World Cheese Encyclopaedia - Each Sunday learn all about a new cheese.
This week Ädelost from Sweden.
Country: Sweden 🇸🇪
Region: All Sweden
Made from: Cow’s milk
Taste: Blue, sharp, spicy, salty tang
Aging: 8 – 12 weeks
Ädelost meaning literally « noble cheese » is Sweden’s only original blue cheese and was created as an alternative to imported French blue cheeses. The cheese is made from cow's milk and is aged for 8-12 weeks. It is produced much like the well known Bleu d'Augverne cheese from France. It has characteristic streaks of dull blue mold that run throughout the cheese and is also known for its moistness and creaminess. It has a thin, pale rind that's dusted with specks of grey, white, and blue mold.
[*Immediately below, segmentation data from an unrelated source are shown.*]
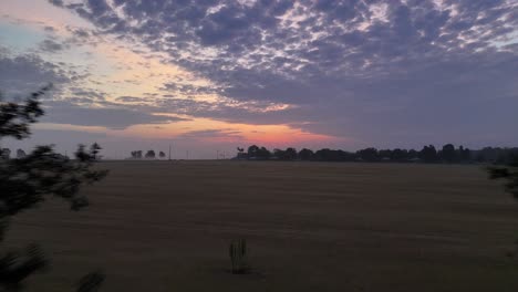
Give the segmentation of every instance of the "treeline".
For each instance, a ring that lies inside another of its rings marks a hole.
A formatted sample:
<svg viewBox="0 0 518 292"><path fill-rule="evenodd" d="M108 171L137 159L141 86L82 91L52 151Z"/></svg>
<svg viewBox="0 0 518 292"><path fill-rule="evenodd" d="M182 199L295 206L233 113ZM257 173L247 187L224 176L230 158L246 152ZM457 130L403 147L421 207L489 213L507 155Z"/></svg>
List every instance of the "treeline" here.
<svg viewBox="0 0 518 292"><path fill-rule="evenodd" d="M155 159L157 157L155 150L147 150L146 154L143 154L142 150L132 152L130 159ZM158 152L158 157L165 158L165 153Z"/></svg>
<svg viewBox="0 0 518 292"><path fill-rule="evenodd" d="M421 150L415 149L376 149L373 147L364 148L358 152L345 152L335 149L320 149L313 152L303 148L297 150L289 147L287 149L269 150L266 147L252 145L245 152L238 148L235 159L248 160L308 160L308 161L394 161L394 163L448 163L448 164L469 164L469 163L494 163L506 164L511 157L518 155L518 148L486 147L479 150L472 150L459 146L456 148L453 144L446 144L441 149L434 145L424 146Z"/></svg>

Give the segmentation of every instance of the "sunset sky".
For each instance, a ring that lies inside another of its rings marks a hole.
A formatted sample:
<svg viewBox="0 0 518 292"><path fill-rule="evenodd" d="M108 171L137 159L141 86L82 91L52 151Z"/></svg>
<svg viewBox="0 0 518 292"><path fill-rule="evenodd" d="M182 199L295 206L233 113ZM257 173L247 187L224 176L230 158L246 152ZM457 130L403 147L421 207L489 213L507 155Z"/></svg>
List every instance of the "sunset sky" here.
<svg viewBox="0 0 518 292"><path fill-rule="evenodd" d="M27 142L164 150L518 145L518 0L1 0ZM2 145L3 146L3 145Z"/></svg>

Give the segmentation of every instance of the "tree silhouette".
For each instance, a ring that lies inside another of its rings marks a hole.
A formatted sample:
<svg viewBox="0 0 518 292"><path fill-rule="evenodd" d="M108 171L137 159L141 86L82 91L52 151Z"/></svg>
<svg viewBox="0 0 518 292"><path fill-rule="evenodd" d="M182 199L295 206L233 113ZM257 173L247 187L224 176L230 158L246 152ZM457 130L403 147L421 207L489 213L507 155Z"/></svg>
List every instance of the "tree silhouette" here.
<svg viewBox="0 0 518 292"><path fill-rule="evenodd" d="M311 160L313 158L313 152L307 148L303 148L302 150L299 152L299 159L301 160Z"/></svg>
<svg viewBox="0 0 518 292"><path fill-rule="evenodd" d="M446 144L441 150L441 156L446 163L454 163L456 160L455 146L452 144Z"/></svg>
<svg viewBox="0 0 518 292"><path fill-rule="evenodd" d="M39 97L50 88L51 85L32 93L23 104L0 103L0 139L30 136L30 124L44 114ZM51 146L39 146L17 159L0 159L0 242L6 238L12 217L39 206L49 197L63 198L72 210L89 205L79 190L107 174L92 170L96 155L93 148L86 152L80 146L74 160L56 154ZM46 264L48 260L35 244L24 250L3 250L0 253L0 290L20 291L23 280Z"/></svg>
<svg viewBox="0 0 518 292"><path fill-rule="evenodd" d="M22 149L18 149L18 150L17 150L17 158L23 158L23 157L25 157L25 156L27 156L27 154L25 154L24 150L22 150Z"/></svg>
<svg viewBox="0 0 518 292"><path fill-rule="evenodd" d="M424 146L419 152L419 158L425 163L436 163L438 160L438 155L434 145Z"/></svg>
<svg viewBox="0 0 518 292"><path fill-rule="evenodd" d="M155 150L148 150L145 156L147 159L154 159L155 158Z"/></svg>
<svg viewBox="0 0 518 292"><path fill-rule="evenodd" d="M506 190L518 199L518 154L514 154L504 167L489 167L489 178L506 180Z"/></svg>

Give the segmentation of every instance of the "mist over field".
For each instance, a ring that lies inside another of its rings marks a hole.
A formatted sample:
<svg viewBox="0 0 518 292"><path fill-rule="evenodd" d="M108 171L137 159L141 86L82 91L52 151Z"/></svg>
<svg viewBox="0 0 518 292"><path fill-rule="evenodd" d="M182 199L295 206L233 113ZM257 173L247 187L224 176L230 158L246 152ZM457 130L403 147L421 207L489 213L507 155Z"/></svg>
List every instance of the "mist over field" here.
<svg viewBox="0 0 518 292"><path fill-rule="evenodd" d="M0 291L518 290L517 0L2 0Z"/></svg>

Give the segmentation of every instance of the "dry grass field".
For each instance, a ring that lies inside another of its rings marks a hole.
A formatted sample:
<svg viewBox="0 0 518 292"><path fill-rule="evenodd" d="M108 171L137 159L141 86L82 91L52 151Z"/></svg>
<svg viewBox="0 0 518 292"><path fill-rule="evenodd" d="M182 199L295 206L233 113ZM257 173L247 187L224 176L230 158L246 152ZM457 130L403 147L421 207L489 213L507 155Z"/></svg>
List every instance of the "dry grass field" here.
<svg viewBox="0 0 518 292"><path fill-rule="evenodd" d="M518 204L479 166L106 161L73 212L19 216L52 269L29 291L518 291ZM228 272L245 238L252 272Z"/></svg>

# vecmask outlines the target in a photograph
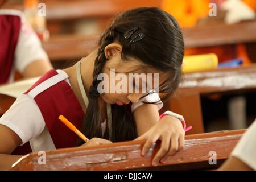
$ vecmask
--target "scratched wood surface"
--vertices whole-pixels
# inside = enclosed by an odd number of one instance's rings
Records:
[[[115,143],[90,148],[70,148],[46,151],[46,164],[40,156],[30,154],[19,160],[13,170],[188,170],[217,168],[227,159],[245,130],[219,131],[186,136],[185,148],[170,158],[165,164],[152,167],[151,162],[159,148],[152,146],[141,156],[145,141]],[[210,151],[216,154],[217,164],[210,165]],[[210,153],[209,153],[210,152]]]

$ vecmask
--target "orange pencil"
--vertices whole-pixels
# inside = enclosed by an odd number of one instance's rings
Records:
[[[84,141],[86,142],[88,142],[89,139],[85,136],[82,133],[81,133],[80,131],[77,130],[77,129],[69,121],[68,119],[67,119],[66,118],[65,118],[63,115],[60,115],[59,117],[59,119],[67,127],[69,128],[71,130],[74,131],[75,133],[77,134],[77,135],[79,135]]]

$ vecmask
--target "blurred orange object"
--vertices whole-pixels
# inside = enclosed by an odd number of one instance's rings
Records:
[[[209,0],[163,0],[162,7],[177,19],[181,27],[188,28],[208,15],[209,3]]]

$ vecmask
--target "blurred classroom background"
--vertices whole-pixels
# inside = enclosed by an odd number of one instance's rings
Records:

The interior is creamy in texture and pale in color, scattered with pockets of blue-grey and broken veins. Ädelost has a sharp, salty, spicy and tangy flavour.
When Ädelost is produced, it is formed into drum-shaped cylinders about 18 cms in diameter and 10 cm high, which weigh approximately five or six pounds (two or three kilos). Ädelost has a fat content of 50%.
How to Enjoy It
Ädelost’s sharp tangy flavor is an excellent choice as a table cheese, can be used crumbled as an ingredient in salads, as an appetizer, or for serving as a dessert cheese. It can also be combined with olive oil and balsamic vinegar to make a delicious salad dressing.
Serve it with the local schnapps, hoppy beer or wheat beer. It can also be served with a dessert wine such as a Barsac Sauternes.
Blue cheeses are cheeses that have had cultures of the mold Penicillium added. This causes the cheese to be spotted and/or veined throughout with blue mold. The mold usually has a strong and distinct smell. Some blue cheeses have spores mixed in after the curds are formed whereas others are injected with spores before the curds form. Blue cheeses are usually aged in a temperature-controlled environment such as a cave. It is often enjoyed by itself as part of a cheese platter, but can also be spread, crumbled or melted.
Blue cheese is believed to have been discovered by accident when cheeses were stored in moisture-controlled caves at natural temperatures. The moisture in the cave happens to be a very favorable environment for many varieties of harmless mold to form. The story goes that one of the very first blue cheeses was discovered when a young boy, eating a meal of bread and ewes' milk cheese, saw a beautiful girl in the distance and abandoned his meal in a nearby cave to go speak with her. Returning to the cave months later, he found his cheese transformed by the mold (Penicillium roqueforti) into what we now know as Roquefort.